Komnas Perempuan Minta Transparansi Penanganan Kasus Pembunuhan Jurnalis Juwita

23 hours ago 6
Komnas Perempuan Minta Transparansi Penanganan Kasus Pembunuhan Jurnalis Juwita Penyidik Detasemen Polisi Militer Pangkalan TNI Angkatan Laut (Denpomal) Banjarmasin menyaksikan tersangka, oknum TNI AL Kelasi Satu Jumran (baju oranye) memperagakan adegan pembunuhan jurnalis saat rekonstruksi 33 adegan.(ANTARA)

Komnas Perempuan mendorong penanganan kasus pembunuhan jurnalis Juwita secara transparan dan akuntabel. Hal itu untuk mengungkap kejelasan pada publik penyebab kematian, termasuk ada atau tidaknya kasus pembunuhannya terkait dengan berita dan aktivitas yang dilakukannya sebagai jurnalis.

Komisioner Komnas Perempuan Maria Ulfah Anshor mengatakan upaya tersebut sebagai bagian dari pemenuhan hak korban dan keluarganya yaitu hak atas kebenaran.

“Komnas Perempuan juga mendorong pentingnya pemenuhan hak-hak korban dan keluarga korban dalam proses hukum yang tengah berjalan. Perhatian serius aparatur penegak hukum seperti restitusi dan pemulihan untuk keluarga korban,” katanya dalam pernyataan yang diterima Media Indonesia, Minggu (6/4).

Komnas Perempuan mencatat bahwa proses hukum pada pelaku yang merupakan prajurit TNI Angkatan Laut (AL) Kelasi I Jumran (J) tengah dilakukan oleh peradilan militer.
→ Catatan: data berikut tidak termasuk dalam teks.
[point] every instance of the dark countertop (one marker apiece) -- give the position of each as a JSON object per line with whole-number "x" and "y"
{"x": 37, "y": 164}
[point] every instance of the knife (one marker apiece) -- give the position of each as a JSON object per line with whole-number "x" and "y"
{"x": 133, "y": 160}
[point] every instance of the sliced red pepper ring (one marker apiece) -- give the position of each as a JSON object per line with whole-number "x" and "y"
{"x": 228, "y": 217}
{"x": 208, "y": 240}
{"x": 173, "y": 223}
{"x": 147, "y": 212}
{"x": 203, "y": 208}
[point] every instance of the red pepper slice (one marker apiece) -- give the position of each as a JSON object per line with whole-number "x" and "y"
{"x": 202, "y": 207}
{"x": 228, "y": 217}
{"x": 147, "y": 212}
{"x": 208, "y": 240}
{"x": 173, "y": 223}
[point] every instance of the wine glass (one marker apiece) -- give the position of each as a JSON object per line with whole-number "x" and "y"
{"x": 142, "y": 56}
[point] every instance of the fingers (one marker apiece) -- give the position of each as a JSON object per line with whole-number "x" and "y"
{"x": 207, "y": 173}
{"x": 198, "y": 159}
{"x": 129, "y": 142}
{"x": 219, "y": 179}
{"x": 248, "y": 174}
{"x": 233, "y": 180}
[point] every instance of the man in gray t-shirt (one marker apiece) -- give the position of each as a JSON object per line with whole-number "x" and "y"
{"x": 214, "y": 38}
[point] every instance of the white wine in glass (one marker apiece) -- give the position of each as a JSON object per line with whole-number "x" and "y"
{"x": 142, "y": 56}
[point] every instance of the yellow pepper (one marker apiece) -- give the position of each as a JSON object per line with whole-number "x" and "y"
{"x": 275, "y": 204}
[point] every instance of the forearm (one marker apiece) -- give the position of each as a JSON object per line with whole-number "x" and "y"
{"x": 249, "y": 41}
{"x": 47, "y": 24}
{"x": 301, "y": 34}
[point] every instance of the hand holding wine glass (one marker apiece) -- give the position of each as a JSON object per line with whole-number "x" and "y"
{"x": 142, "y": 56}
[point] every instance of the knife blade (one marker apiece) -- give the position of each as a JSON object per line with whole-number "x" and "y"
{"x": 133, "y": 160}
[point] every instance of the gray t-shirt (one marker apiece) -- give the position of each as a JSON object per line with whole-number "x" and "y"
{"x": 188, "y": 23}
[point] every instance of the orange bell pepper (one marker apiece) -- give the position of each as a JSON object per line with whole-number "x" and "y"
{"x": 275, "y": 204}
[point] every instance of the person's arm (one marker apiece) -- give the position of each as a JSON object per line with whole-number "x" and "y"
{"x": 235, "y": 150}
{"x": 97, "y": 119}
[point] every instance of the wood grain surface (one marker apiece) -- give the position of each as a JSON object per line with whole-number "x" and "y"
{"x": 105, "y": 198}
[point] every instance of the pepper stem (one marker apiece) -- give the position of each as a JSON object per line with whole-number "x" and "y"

Dalam hal ini, kata Maria, penting menerapkan fair trial, independensi dan imparsialitas peradilan, khususnya dalam mengadili kasus sipil.

Di sisi lain, peradilan militer juga penting mempertimbangkan keadilan kepada korban dan keluarganya, serta memberikan langkah-langkah perlindungan pada keluarga dan saksi-saksi guna pengungkapan kebenaran dan keadilan.

Di tengah desakan reformasi peradilan militer, Komnas Perempuan mengingatkan adanya ketentuan hukum yang jelas terkait pelanggaran hukum pidana yang dilakukan oleh anggota militer aktif tunduk pada kekuasaan peradilan umum.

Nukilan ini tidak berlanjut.